FOR EACH loError IN loDoc.SpellingErrors

     x = x + 1

     DIMENSION laErrors[X,2]

     laErrors[x,1] = loError

     laErrors[x,2] = loError.Text && Old text

ENDFOR

 

IF x > 0

   loDoc.SpellingErrors.Item(1).CheckSpelling()

ENDIF

 

FOR y = 1 TO  x

    IF laErrors[y,1].Text # laErrors[y,2]
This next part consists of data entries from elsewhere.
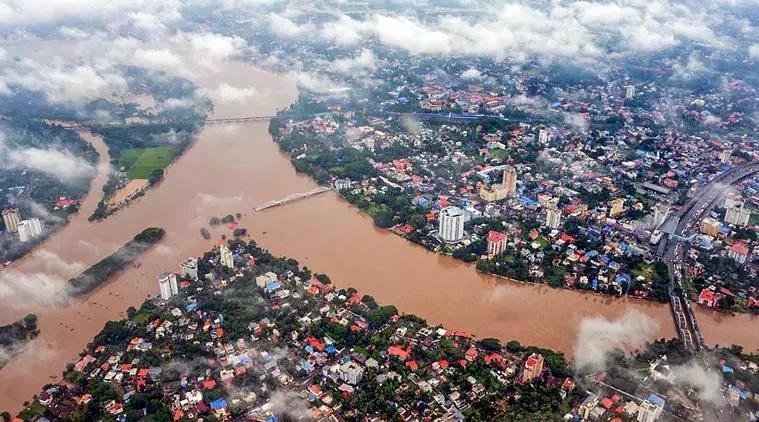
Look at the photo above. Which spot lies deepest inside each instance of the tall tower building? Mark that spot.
(543, 136)
(451, 224)
(661, 211)
(738, 215)
(11, 218)
(510, 180)
(629, 91)
(496, 243)
(29, 229)
(227, 259)
(189, 268)
(553, 218)
(167, 283)
(617, 207)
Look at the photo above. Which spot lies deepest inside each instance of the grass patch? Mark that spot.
(33, 411)
(140, 163)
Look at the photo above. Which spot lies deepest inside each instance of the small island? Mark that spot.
(125, 255)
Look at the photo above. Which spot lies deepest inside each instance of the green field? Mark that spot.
(141, 162)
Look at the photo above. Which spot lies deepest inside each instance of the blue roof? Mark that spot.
(219, 404)
(653, 398)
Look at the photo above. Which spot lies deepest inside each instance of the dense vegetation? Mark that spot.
(127, 254)
(14, 336)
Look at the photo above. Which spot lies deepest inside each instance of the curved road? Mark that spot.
(674, 246)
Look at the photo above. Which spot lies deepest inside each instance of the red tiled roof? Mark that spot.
(740, 248)
(496, 237)
(398, 351)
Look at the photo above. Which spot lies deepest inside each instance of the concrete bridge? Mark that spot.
(292, 198)
(679, 229)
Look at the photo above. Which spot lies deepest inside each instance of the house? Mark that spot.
(708, 298)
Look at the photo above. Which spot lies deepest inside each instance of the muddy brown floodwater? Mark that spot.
(234, 168)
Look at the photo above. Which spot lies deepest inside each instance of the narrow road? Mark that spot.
(674, 246)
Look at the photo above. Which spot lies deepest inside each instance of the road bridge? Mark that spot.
(292, 198)
(218, 121)
(679, 229)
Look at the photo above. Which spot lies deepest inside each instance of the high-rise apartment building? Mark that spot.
(496, 243)
(451, 224)
(553, 218)
(189, 268)
(510, 180)
(29, 229)
(167, 283)
(11, 218)
(227, 259)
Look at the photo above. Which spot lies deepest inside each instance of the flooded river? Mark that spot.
(234, 168)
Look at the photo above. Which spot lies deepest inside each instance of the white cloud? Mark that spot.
(318, 83)
(216, 46)
(753, 51)
(157, 59)
(597, 337)
(61, 164)
(228, 93)
(708, 384)
(65, 84)
(471, 74)
(27, 12)
(364, 61)
(286, 27)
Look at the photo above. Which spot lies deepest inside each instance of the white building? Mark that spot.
(553, 218)
(342, 184)
(351, 372)
(227, 259)
(661, 211)
(264, 279)
(29, 229)
(451, 224)
(167, 283)
(189, 268)
(725, 155)
(648, 412)
(737, 215)
(11, 218)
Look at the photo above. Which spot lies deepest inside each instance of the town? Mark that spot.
(576, 192)
(240, 334)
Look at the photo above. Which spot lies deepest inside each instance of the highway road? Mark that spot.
(674, 247)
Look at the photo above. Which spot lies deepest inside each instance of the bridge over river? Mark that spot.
(292, 198)
(220, 121)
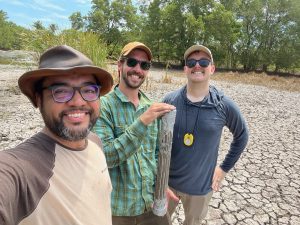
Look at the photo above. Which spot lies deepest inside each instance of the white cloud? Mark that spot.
(15, 2)
(47, 4)
(83, 1)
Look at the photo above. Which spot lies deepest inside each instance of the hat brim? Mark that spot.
(28, 80)
(138, 46)
(195, 48)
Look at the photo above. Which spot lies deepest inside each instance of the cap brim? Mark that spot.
(27, 81)
(195, 48)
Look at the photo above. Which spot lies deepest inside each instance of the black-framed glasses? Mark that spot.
(190, 63)
(132, 62)
(64, 93)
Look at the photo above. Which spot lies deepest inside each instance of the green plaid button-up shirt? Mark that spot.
(131, 152)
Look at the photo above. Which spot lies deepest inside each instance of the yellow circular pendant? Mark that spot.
(188, 139)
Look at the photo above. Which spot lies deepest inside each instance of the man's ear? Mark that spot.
(38, 99)
(213, 68)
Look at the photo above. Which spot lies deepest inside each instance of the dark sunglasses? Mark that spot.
(190, 63)
(132, 62)
(64, 93)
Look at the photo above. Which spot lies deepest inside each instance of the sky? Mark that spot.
(26, 12)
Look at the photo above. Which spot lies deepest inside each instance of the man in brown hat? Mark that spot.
(59, 176)
(129, 129)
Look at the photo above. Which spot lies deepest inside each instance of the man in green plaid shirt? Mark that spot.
(128, 127)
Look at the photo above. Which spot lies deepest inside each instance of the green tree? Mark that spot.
(10, 33)
(223, 32)
(114, 21)
(38, 25)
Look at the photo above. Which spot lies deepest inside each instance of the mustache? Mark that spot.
(82, 109)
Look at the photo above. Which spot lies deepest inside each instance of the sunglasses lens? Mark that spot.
(131, 62)
(190, 63)
(62, 93)
(90, 92)
(204, 62)
(145, 65)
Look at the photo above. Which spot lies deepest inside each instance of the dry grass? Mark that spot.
(262, 79)
(280, 83)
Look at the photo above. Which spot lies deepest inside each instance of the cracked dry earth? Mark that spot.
(264, 186)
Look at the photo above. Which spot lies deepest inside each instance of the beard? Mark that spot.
(57, 126)
(130, 84)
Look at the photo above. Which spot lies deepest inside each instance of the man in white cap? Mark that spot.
(59, 175)
(202, 112)
(128, 127)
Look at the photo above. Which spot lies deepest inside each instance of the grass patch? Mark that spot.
(275, 82)
(262, 79)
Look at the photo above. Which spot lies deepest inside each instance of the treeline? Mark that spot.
(243, 34)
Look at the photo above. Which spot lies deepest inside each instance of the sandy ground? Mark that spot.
(264, 186)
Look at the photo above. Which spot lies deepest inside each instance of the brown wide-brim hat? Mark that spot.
(63, 60)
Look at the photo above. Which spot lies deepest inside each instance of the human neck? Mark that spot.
(131, 93)
(75, 145)
(196, 92)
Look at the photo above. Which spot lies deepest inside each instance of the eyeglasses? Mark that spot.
(64, 93)
(190, 63)
(132, 62)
       lcText = STRTRAN(lcText,laErrors[y,2],laErrors[y,1].Text)

    ENDIF

    laErrors[y,1] = .null.

ENDFOR

 

loWord.Visible = .f.

loDoc.Close(.f.)

loDoc= .null.

loWord.Quit(.f.)

loWord = .null.

 

RETURN lcText

*  wwUtils :: SpellCheck

 

 

The basic spell check is pretty simple: Create Word, and open a document, assign the text to the Content object, Spellcheck, then read the text back out and shut down Word. It’s very important to use the proper code to shut Word down or you’ll get hung references and Word will not shut down and keep running invisibly. Note also that I don’t make Word visible. The Spell Checking dialog is independent of the Word document container and pops up on top of the current application. Note that it’s not modal, nor tied to your application so clicking anywhere else cause the window to disappear (or rather go to the bottom of the window stack).

 

For importing HTML the code uses the InternetExplorer.Application object to retrieve the innerText of the HTML document. This is the easiest way to retrieve just the Text from an HTML document although there are other ways including manual parsing and stripping of tags. The plain text is then passed to Word for spellchecking. In this code the errors are trapped before and stored in an array, which gives us the ability to keep track of the original and changed values so we can replace them in our HTML document. It keeps track of each of the spelling errors and after the spell check is complete runs through each of the original spelling errors and updates them in the original HTML document by replacing the text.

 

This works fairly well, but with the HTML portion there are a couple of issues to watch out for:

 

Replacements replace all instances of the changed text, so it’s possible that you might replace some text that shouldn’t be replaced. Replacing something like IN will cause problems.

 

innerHTML text is not always well formed text. For example, text in two adjacent cells runs together without spaces. This might give you a few false positives for spell checking that might not require any action.

 

It’s not perfect for HTML but workable – certainly better than no spell checking at all.